Experts such as Paris Aristotle from the Victorian Foundation for Survivors of Torture say the influx was prompted in part by requests from the UNHCR for Australia to give priority to Africa in refugee resettlement quotas because of the 1994 genocide in Rwanda and the long-running civil war in Sudan. This was combined with the knock-on effects of the September 11, 2001, terrorist attacks in the US that resulted in the main resettlement countries of the US, Canada and Australia, shifting their focus from the Middle East to Africa.
"After 9/11 it became much more difficult to fill quotas if you were working out of Middle Eastern countries: security assessments were much harder, there were embassies closing down and there was the build-up to the war," Aristotle says.
In Australia, Sudanese-born humanitarian entrants have topped the offshore grants list every year since 2003.
With a federal election imminent, the case has prompted claims that the Government is using Sudanese refugees to play a race card, a claim Prime Minister John Howard rejects as a "contemptible suggestion".
However, new data from the 2006 census supplied to Inquirer reveals that a swag of marginal electorates also appear in census data as seats with the largest Sudanese communities in each state.
The seats include marginal Liberal electorates that would be certain to fall on present opinion polling -- including Moreton in Queensland -- but also key Labor marginals such as Parramatta in NSW and Isaacs in Victoria that may be vulnerable if a strong campaign is run.

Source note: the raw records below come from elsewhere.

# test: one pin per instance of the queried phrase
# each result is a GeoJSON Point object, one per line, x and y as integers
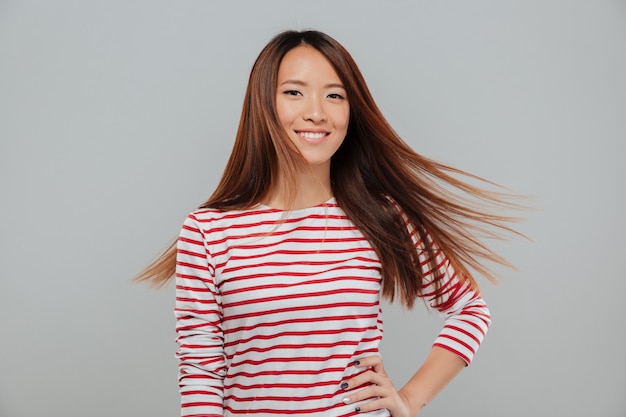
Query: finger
{"type": "Point", "coordinates": [370, 393]}
{"type": "Point", "coordinates": [368, 362]}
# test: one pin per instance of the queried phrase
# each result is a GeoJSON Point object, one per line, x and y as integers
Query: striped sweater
{"type": "Point", "coordinates": [273, 307]}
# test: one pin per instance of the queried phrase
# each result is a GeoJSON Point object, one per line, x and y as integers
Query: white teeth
{"type": "Point", "coordinates": [311, 135]}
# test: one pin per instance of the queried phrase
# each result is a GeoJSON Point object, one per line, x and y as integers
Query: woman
{"type": "Point", "coordinates": [321, 209]}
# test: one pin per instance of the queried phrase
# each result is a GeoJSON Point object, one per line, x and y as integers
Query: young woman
{"type": "Point", "coordinates": [321, 209]}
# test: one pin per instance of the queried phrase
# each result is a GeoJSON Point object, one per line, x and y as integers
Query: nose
{"type": "Point", "coordinates": [314, 111]}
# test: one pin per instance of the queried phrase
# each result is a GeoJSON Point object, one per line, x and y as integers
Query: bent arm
{"type": "Point", "coordinates": [198, 316]}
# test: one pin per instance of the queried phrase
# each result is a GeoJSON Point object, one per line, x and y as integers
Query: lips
{"type": "Point", "coordinates": [312, 136]}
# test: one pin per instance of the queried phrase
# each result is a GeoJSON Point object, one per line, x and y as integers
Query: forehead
{"type": "Point", "coordinates": [307, 62]}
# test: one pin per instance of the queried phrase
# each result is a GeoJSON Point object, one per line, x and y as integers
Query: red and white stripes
{"type": "Point", "coordinates": [272, 308]}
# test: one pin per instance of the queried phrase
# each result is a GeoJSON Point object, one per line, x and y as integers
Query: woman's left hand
{"type": "Point", "coordinates": [378, 387]}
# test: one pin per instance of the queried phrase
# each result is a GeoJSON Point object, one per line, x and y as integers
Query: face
{"type": "Point", "coordinates": [312, 105]}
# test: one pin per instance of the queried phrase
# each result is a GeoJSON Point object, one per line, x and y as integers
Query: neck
{"type": "Point", "coordinates": [312, 188]}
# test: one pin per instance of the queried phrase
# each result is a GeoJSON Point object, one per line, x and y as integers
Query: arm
{"type": "Point", "coordinates": [198, 317]}
{"type": "Point", "coordinates": [466, 322]}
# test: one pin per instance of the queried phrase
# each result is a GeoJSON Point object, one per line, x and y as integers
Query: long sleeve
{"type": "Point", "coordinates": [198, 326]}
{"type": "Point", "coordinates": [467, 317]}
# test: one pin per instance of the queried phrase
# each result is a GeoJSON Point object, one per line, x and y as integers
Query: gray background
{"type": "Point", "coordinates": [116, 118]}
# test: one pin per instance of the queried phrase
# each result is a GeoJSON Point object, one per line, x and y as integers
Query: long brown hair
{"type": "Point", "coordinates": [377, 179]}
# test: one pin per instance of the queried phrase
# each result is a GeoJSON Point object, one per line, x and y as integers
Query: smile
{"type": "Point", "coordinates": [312, 135]}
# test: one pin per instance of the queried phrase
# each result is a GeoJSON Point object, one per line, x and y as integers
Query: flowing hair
{"type": "Point", "coordinates": [385, 188]}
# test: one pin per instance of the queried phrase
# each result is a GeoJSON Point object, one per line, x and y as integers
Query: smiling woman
{"type": "Point", "coordinates": [321, 209]}
{"type": "Point", "coordinates": [312, 107]}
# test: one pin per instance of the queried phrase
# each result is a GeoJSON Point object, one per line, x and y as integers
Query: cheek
{"type": "Point", "coordinates": [285, 112]}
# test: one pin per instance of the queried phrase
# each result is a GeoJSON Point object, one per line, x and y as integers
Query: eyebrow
{"type": "Point", "coordinates": [302, 83]}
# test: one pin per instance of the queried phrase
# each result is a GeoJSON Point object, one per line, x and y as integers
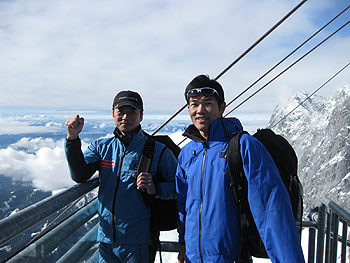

These are the seats that could be the difference between the Coalition retaining government and going into Opposition.
In Moreton, for example, where the sitting Liberal MP, Gary Hardgrave, says the community is "exhausted" by the influx of African refugees and needs a break, the census suggests the Sudanese population is just 0.5 per cent.
However, census figures confirm that the seat has the largest group of Sudanese residents in Queensland.
Other Queensland seats with statistically significant Sudanese communities include Groom -- held by Industry Minister Ian Macfarlane -- which takes in Toowoomba.
In Victoria, the Liberal candidate for the seat of Isaacs, held by Labor by a slim margin, is Ross Fox, who was campaigning on public safety in the area this week at the railway station near where 18-year-old Sudanese refugee Liep Gony was bashed to death.
"People don't feel safe using the Noble Park shop centre and train station because of anti-social behaviour, crime and violence," Fox says.
"Sudanese people are involved, but by no means exclusively. There's basically a conspiracy of silence on this.
"I've been campaigning on safety in Noble Park for months. Nobody else will take this up."
But New England independent MP Tony Windsor is not convinced the latest debate does not have an electoral purpose.
"I think there should be a bit more clarity of the reasons why they are doing what they are doing," he says.
"Philip Ruddock for years, when the boatpeople situation was on, used to say, 'We've got to look after the Africans'.
"They seem to have settled in quite well. He's got to explain what the real agenda is.
"Kevin Andrews has got a bit of explaining to do, otherwise people will quite rightly say he's playing the race card."